We knew nothing of the teachers' private lives, in fact we did not even know their Christian names until one day we overheard someone call Miss Prince, Dolly, and we thought we knew a state secret.

Towards the end of my time at PDHS, Janet Beard joined the staff and she was obviously straight out of University. In fact, she was not much older than the sixth form girls and we loved her. One day some of the younger girls wrote to Colin Cowdray to tell him that she was an avid fan of his and he wrote back telling her to tan their hides. She was given the job one day of calling all the older girls into the hall to tell us that we should not listen to the words of Elvis Presley's latest hit " What a night it was.' I must have been very naïve because until she mentioned it I had not realised what the words were suggesting.

Occasionally there would be small diversions like end of year concerts at one of which we performed to the Goons' Ying Tong song. There was a performance by some refugees who had been befriended by the parents of one of the girls. They had two little pig puppets called Pinky and Perky and went on to become famous on TV.

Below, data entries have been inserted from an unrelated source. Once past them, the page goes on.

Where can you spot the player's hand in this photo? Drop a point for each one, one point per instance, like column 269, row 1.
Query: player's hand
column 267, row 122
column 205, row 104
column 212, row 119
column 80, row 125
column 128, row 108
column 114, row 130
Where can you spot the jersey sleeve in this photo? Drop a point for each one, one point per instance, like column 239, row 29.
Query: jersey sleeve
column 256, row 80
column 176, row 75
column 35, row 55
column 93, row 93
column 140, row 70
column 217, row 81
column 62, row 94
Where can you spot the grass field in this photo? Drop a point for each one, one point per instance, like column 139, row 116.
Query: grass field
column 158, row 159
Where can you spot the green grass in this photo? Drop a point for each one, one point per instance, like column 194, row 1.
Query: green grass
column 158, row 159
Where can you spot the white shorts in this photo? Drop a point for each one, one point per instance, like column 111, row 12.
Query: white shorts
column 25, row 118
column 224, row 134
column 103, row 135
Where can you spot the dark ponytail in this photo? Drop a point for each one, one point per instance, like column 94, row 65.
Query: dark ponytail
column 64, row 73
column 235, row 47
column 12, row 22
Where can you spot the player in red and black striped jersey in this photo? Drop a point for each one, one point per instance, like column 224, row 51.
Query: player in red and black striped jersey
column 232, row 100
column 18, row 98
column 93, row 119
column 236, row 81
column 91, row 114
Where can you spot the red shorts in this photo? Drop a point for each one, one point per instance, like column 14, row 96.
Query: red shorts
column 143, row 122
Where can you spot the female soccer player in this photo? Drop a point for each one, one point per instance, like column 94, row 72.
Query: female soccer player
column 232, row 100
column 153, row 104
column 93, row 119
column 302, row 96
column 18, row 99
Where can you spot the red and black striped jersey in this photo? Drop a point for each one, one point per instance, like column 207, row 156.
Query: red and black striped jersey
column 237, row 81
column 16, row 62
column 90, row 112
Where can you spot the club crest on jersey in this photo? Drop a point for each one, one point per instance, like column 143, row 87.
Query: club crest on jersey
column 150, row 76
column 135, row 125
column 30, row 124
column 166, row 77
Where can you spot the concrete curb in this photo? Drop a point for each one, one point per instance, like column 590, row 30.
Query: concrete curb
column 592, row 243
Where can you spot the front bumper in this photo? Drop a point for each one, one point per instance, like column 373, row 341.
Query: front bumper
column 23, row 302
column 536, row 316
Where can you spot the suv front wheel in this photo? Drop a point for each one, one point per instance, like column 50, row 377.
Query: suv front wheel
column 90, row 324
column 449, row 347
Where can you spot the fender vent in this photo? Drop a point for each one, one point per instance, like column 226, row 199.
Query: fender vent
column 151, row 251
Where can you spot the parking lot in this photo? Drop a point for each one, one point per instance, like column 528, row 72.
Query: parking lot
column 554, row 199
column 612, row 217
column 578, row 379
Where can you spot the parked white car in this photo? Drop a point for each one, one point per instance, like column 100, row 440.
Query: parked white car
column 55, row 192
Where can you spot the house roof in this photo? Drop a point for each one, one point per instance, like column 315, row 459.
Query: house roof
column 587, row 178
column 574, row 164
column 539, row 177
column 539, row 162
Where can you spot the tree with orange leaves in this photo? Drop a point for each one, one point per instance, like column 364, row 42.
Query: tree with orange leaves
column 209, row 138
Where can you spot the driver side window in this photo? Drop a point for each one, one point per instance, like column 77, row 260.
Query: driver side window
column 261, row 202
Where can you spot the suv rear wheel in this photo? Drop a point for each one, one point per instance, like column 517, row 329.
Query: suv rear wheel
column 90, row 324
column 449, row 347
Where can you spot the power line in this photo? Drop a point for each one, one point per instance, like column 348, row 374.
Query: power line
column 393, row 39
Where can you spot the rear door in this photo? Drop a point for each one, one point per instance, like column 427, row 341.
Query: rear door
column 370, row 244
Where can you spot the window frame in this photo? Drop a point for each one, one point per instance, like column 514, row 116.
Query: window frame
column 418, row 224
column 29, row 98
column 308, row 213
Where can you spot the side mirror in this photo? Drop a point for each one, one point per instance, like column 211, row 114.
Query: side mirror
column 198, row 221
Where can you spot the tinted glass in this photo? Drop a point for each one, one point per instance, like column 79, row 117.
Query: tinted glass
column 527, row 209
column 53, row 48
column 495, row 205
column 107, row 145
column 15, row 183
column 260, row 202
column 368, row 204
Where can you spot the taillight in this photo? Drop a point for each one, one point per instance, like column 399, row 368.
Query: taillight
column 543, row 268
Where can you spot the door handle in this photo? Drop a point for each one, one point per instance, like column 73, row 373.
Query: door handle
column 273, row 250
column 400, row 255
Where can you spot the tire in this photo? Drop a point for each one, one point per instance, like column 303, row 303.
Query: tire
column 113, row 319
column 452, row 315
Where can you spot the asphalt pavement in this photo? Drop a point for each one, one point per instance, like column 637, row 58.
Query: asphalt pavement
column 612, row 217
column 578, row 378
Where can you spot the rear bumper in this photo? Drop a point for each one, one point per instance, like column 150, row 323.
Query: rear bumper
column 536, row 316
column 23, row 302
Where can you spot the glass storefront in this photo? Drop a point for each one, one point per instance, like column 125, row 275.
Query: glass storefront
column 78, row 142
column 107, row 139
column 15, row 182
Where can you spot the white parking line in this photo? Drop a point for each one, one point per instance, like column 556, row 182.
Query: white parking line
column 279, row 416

Speech day was usually held at the Crescent Cinema and was a very serious affair. I recall one male guest speaker who, in an effort to show us the importance of speaking well, told us a joke about a new Yorkshire headmaster who asked a teacher 'Where's t'bin?" She was somewhat incensed, thinking that he wanted to know where she had been, when, in fact, he wanted to know where the rubbish bin was.

I left school at Christmas 1957, went to teacher training college in Chichester, lived down south and then migrated to Australia, so I did not return to PDHS until 1984 when I visited England with my daughter. It was a shock then to see a mural painted on the back walls of the school but most of the buildings were the same. Earlier last year I spent three months in England and made a point of going back to PDHS. What a surprise to see the place now. The old classrooms in the main building no longer exist, the hall has been divided horizontally and there are huge new buildings where we once played. The corridors, which seemed so long on my first day at school are now divided up by fire doors and computer labs are where we learned science. The old wooden sewing rooms and dining rooms are demolished though I gather that that happened not so long ago.

Luckily, I have my old photos so when nostalgia creeps into my mind I can sit and wonder what happened to all those girls. In 1991 I was in Mauritius and met a woman who said she came from Pontefract. We talked for a while and she said that her cousin, Evelyn Holdcroft, had been there. Evelyn and I had been good friends so I took her address and wrote to her when I came back to Australia. In 1986 I visited her and her husband and you can imagine the long chats we had about the old times.

In 1974 we met some newly arrived migrants from Sheffield and the wife had been taught by Margaret Burgoyne in Rotherham. Our not very original comment was 'it's a small world'.

The 'friendsreunited' website has put me in touch with more of my old school friends and I had the pleasure of meeting up with them again this year after all those years.
At the time we did not realise what a good education we had although it was somewhat narrow and aimed at passing GCE. I can still work out the cost of things while shop assistants are using calculators to find out and the grammar and spelling lessons have stood me in good stead. We were, however, relatively carefree compared with today's youth even if we did not have computers to inform us. What we learned we learned well and we should be grateful for that.